Everyone knows that when things have taken a big dip, that is the time to buy. After all as Ambrose Redmoon succinctly put it “Courage is not the absence of fear, but rather the judgment that something else is more important that fear.” Naturally we all leapt into the Asian markets and took that plunge and made a killing.
This is all backed up by the words of TS Eliot who said, “Only those who will risk going too far can possibly find out how far one can go.” You and I were ready on the sidelines to cash in on the cash cow, because, as George Bernard Shaw said, “The people who get on this world are the people who get up and look for the circumstances they want, and if they can’t find them make them.” At the end of the day William Shakespeare said it all with the simple words, “The readiness is all.”

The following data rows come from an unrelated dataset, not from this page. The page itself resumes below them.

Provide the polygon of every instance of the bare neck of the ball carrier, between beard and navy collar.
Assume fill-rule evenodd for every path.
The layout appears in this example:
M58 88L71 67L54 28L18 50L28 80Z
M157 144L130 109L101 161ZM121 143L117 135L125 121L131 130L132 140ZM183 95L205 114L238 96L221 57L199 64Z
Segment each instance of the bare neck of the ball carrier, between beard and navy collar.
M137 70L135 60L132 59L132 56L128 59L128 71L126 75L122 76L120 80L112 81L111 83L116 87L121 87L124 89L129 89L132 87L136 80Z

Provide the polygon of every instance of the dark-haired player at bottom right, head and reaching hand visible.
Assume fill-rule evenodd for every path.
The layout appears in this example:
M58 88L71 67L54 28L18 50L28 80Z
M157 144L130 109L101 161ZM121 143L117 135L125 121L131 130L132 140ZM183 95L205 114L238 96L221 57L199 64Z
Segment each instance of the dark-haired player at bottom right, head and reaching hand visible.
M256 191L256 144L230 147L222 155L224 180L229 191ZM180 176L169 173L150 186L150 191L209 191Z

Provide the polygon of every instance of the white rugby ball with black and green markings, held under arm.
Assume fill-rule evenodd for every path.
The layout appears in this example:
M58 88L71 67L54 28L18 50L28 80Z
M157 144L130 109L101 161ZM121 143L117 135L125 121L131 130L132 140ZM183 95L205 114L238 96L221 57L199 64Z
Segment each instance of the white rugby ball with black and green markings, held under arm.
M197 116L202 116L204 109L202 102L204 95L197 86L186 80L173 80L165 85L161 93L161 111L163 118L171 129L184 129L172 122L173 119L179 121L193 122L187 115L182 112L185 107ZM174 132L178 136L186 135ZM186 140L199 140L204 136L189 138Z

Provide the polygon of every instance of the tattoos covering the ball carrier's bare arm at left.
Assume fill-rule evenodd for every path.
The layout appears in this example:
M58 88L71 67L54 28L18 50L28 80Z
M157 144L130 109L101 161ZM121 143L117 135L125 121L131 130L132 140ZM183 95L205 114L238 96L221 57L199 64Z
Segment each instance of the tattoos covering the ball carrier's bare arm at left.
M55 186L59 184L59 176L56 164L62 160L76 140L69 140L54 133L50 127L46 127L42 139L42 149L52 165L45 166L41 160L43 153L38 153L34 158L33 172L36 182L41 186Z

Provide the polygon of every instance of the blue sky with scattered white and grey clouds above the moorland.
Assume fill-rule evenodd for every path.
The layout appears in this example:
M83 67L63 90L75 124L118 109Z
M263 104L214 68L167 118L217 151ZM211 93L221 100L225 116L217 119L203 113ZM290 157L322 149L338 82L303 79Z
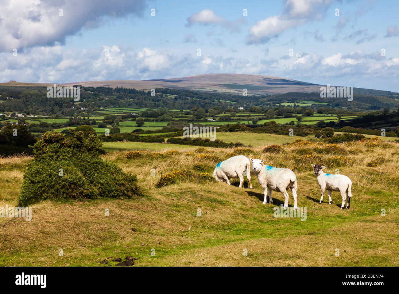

The investment house Jardine Fleming, have a Fund in Korea that made 66.7% in 2012. Their Thailand Fund made 84% over the same timeline, while in Taiwan their fund creamed in a growth of 64%. They are a British company who delisted on the Hong Kong Stock Exchange around the time of British ‘handover’ of the territory to China, when China spoke of ‘150 years of shame’ while Britain ruled Hong Kong. Jardine Fleming were picked out by the Chinese as example of this shame, amid a flurry of mainland accusations of being linked up with the Opium Wars, in the days when the British rulers issued Government licenses to trade in Opium in another century.
Meanwhile investing in most of Europe and the USA is a bit like pouring tea from a chocolate teapot. South America adds the B to BRIC funds with Brazil, and with South America comes under the lucid umbrella of “Emerging Markets”, and has also managed impressive results recently.
This is all very well, but what of the future? If you still fall in to line and believe in the old world order, then invest in USA and Western Europe, but beware that this investment flame might be getting as much protection for your capital as using a chocolate fire guard. There again shares in Kraft might get you a boost with Cadbury. The buzzwords still have to be “Emerging Markets”, while the downturn in 2009 with the Hedge Fund industry and in Commodity Funds is being talked back up right now, profitability is forecast for 2014 and beyond.
It’s a complicated brew. But for those who made it in 2009 in Asia it is time to sit back on the brand new yacht, and enjoy the new beach cottage.
Perhaps it is also time to take more cash from the stash beneath the mattress and trickle a dollar or three into those “Emerging Markets”, and place a wholesome wad into agricultural Commodities… after all, half of the world lives on rice. Put your money where your mouth is, and invest in this fuel that drives the workers of the “emerging markets” – after all rice is Asia.
But the future signs are still only for the brave at heart. “Is there anyone so wise as to learn by the experience of others?” The advice is simple, don’t fret, take the plunge, for rather the judgment that something else is more important than fear.”
Indeed, its easy looking back, especially after the success of investing last year when the signs were obvious, and the lessons worked well when put the test. Asia is definitively blooming in the face of the world gloom.